Downing Street opens door to U-turn on onshore wind ban

Boris Johnson and Liz Truss - Toby Melville/Getty Images
Boris Johnson and Liz Truss - Toby Melville/Getty Images

Downing Street opened the door to a U-turn on onshore wind farms after Labour said it would support Tory rebels who want to end a ban on them.

On Thursday, Boris Johnson and Liz Truss both signed a backbench amendment to the Levelling-Up and Regeneration Bill, one of the Prime Minister’s flagship reforms.

The amendment has already been signed by more than 30 MPs and looks set to attract more when Parliament returns on Monday.

Labour has said it would back the amendment – putting the Government on course to a humiliating defeat.

‘We will consider all amendments’

Asked about the threatened rebellion, a Downing Street spokeswoman said the amendment would be looked at.

“We will consider all amendments and set out our position in the usual way,” she said.

“The PM has been clear throughout that we want to support more renewables, for them to come online and the focus remains on building more wind turbines offshore in order to boost our energy security.”

Mr Johnson and Ms Truss made their first major interventions since leaving Downing Street on Thursday, when they signed the amendment to demand an end to the ban on new onshore wind farms.

It came just days after Mr Sunak’s government was derailed by a separate Tory revolt on the same legislation.

The Levelling-Up and Regeneration Bill is designed to speed up house building, which is crucial to Mr Sunak’s growth agenda.

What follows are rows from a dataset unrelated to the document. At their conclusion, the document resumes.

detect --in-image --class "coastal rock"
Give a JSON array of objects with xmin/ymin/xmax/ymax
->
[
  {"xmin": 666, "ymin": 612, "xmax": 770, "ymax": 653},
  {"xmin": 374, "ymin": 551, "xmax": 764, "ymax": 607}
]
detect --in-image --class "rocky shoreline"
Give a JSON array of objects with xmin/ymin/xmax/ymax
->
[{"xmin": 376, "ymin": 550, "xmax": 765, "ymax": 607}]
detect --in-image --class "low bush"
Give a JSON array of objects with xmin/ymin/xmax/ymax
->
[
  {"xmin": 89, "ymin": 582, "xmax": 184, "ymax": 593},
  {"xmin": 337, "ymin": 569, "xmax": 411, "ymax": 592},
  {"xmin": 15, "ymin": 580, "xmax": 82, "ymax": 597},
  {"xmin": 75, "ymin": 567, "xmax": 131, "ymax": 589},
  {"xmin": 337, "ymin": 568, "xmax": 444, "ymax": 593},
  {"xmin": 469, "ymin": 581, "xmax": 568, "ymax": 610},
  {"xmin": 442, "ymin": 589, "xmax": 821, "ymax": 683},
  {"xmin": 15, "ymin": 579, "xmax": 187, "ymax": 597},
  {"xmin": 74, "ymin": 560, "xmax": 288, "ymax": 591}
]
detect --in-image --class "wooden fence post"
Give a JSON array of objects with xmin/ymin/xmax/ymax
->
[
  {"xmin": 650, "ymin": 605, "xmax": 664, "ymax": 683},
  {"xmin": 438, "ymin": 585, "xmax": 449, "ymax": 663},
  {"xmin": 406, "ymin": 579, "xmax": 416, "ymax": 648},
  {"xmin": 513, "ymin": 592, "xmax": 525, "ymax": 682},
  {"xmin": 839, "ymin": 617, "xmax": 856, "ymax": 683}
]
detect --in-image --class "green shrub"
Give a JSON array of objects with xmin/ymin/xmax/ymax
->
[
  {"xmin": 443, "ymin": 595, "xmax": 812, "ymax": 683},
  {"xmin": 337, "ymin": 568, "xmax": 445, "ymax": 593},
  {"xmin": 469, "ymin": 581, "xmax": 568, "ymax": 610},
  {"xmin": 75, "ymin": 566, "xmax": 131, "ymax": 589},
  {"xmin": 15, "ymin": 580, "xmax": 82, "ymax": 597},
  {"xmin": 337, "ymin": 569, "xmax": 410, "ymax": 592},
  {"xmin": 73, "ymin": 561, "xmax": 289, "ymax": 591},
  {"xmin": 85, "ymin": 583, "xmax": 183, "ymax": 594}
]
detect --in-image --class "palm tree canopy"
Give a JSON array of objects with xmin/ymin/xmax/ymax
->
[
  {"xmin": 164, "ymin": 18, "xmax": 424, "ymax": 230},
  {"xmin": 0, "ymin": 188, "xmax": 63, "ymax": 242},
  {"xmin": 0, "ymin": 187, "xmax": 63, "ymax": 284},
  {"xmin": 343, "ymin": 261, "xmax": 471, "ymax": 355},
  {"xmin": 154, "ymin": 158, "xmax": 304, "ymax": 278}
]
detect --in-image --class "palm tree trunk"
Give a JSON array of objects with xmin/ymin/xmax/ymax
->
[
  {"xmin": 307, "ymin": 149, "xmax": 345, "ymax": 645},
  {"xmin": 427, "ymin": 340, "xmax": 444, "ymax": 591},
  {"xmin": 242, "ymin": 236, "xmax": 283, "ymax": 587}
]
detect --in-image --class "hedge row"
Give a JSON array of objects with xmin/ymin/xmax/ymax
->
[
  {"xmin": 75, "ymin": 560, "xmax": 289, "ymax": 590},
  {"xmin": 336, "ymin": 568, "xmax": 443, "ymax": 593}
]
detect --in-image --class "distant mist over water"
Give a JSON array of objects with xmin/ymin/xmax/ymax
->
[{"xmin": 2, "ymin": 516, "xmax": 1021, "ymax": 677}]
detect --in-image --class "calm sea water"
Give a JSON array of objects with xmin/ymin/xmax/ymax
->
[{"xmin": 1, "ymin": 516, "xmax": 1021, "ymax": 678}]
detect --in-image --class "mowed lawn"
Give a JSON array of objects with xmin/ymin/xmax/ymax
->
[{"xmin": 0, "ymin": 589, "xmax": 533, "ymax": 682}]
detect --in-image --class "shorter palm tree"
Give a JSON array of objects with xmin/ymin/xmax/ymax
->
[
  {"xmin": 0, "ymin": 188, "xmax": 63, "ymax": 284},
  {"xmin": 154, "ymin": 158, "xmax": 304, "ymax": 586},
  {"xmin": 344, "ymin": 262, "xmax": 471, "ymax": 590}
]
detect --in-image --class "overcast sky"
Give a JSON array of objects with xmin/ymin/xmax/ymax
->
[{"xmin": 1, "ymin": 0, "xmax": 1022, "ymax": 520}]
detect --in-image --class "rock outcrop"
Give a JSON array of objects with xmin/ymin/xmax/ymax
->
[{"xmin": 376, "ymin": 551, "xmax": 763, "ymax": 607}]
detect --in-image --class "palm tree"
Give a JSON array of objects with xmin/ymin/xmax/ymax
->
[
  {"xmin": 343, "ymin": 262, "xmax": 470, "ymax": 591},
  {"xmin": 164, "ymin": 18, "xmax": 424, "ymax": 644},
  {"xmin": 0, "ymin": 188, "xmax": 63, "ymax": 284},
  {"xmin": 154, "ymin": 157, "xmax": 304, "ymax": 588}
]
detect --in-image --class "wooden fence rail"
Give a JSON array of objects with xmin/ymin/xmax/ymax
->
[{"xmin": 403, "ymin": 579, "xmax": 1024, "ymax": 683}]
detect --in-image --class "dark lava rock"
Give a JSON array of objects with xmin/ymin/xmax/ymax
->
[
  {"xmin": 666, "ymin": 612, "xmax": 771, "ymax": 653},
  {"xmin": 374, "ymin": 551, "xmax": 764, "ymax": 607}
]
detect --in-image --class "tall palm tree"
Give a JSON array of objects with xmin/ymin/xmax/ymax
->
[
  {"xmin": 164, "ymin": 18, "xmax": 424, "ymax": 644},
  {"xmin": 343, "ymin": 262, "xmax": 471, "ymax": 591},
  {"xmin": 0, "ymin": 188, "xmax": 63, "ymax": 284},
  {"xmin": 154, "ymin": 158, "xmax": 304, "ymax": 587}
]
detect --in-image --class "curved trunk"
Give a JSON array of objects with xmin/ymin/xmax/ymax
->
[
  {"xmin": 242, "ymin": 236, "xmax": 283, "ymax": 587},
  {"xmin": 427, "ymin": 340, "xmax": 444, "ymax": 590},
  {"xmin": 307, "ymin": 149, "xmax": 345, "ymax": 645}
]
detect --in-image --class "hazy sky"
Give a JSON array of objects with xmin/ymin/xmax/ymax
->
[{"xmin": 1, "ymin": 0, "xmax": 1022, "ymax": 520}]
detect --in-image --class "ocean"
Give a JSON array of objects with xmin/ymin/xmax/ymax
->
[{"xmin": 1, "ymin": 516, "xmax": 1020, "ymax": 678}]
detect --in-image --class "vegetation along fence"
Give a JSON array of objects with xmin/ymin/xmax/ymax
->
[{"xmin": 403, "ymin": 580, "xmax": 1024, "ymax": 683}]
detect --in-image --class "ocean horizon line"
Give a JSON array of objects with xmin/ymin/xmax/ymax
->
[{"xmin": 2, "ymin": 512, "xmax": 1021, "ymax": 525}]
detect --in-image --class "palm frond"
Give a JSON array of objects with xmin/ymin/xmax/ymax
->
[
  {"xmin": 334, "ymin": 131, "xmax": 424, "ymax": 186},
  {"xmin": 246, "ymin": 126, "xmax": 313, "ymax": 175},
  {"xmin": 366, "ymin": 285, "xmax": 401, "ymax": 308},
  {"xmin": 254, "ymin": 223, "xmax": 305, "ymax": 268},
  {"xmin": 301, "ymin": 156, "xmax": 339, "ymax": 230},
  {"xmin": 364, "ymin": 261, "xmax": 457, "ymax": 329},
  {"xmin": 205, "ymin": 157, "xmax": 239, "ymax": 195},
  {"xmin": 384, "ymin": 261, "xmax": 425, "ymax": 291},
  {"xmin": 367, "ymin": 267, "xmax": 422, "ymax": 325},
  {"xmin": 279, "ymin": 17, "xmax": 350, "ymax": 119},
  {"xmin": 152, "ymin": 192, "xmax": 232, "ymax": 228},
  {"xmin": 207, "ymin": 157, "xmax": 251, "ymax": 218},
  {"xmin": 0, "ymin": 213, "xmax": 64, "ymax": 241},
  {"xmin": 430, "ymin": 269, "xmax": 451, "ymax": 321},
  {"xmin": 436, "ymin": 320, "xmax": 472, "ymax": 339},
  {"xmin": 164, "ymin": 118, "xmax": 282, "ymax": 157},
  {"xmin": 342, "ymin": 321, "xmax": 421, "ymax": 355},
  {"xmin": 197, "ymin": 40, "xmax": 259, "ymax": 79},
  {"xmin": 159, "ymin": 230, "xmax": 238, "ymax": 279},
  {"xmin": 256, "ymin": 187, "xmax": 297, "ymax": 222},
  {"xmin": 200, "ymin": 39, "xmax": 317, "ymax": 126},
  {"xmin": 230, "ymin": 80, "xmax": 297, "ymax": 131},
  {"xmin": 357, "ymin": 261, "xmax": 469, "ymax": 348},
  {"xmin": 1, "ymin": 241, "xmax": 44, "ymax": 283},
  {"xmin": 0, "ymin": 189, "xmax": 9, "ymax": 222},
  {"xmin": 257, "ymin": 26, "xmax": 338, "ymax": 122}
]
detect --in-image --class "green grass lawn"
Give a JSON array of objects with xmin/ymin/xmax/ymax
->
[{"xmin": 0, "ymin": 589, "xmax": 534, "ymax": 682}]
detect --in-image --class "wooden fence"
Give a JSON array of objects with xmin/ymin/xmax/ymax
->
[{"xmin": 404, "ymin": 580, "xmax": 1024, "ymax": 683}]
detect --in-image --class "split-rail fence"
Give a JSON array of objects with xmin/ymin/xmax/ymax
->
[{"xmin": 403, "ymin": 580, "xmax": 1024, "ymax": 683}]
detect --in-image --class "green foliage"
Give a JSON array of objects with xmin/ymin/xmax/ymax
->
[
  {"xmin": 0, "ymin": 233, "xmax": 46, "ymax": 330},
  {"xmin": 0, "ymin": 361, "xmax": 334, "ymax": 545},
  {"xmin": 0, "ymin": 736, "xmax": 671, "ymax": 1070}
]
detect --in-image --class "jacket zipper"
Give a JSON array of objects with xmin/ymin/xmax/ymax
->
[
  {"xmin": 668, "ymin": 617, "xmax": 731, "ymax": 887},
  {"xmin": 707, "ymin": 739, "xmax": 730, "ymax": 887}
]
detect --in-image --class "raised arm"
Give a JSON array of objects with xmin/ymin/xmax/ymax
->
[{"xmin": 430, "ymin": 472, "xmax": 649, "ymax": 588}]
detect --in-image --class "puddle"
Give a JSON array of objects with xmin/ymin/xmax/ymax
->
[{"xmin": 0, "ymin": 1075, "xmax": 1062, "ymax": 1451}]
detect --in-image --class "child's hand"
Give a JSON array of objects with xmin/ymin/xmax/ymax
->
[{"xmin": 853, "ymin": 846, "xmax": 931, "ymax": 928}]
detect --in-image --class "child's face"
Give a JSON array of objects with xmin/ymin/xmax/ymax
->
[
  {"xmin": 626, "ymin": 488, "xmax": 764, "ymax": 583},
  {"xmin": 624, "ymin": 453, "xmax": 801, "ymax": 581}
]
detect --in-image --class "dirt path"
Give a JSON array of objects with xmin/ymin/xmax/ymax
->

But on Tuesday night, more than 50 Conservative MPs rebelled against the section of the bill that imposes centrally dictated house building targets – forcing the Prime Minister to delay the votes until Dec.

That revolt risked the prospect of Mr Sunak only being able to get the measure through with Labour support.

Rebellion looks even more serious

The latest rebellion looks set to be even more serious, because the fact that Labour supports it means it is far more likely to result in a defeat for the Government.

A Labour source said that they would support the amendment but indicated that they are concerned it does not go far enough in levelling the playing field between onshore wind and other infrastructure.

The amendment was laid by Simon Clarke, who was levelling-up secretary under Ms Truss.

It demands that present Levelling-Up Secretary Michael Gove revises the National Planning Policy Framework to allow councils to grant new onshore wind applications.

The amendment would also force the Town and Country Planning Act to be amended to allow the installation of “new onshore wind sites not previously used for generating wind energy or for repowering existing onshore wind applications”.

‘Especially Boris and Liz’

Mr Clarke said: “I’m very grateful to all the colleagues from right across the Conservative Party who have put their names to this amendment, and especially Boris and Liz.

“Onshore wind is the cheapest form of energy generation open to us and is right for both our energy security and the environment.

“My amendment means it would only be possible for this to proceed where there is express community consent, with no right of appeal for developers if a council says no.

“I am strongly of the view that we should seize the moment – not least because a future Labour government wouldn’t include equivalent community consent protection were they to scrap the current ban, as they undoubtedly would.”

Mr Johnson signed the pro-onshore wind amendment, even though he supported the ban, which has been in place since 2015, during his three years in office.

Ms Truss said she wanted to end the ban when she was in Number 10, because she believes the energy crisis means Britain needs more energy independence.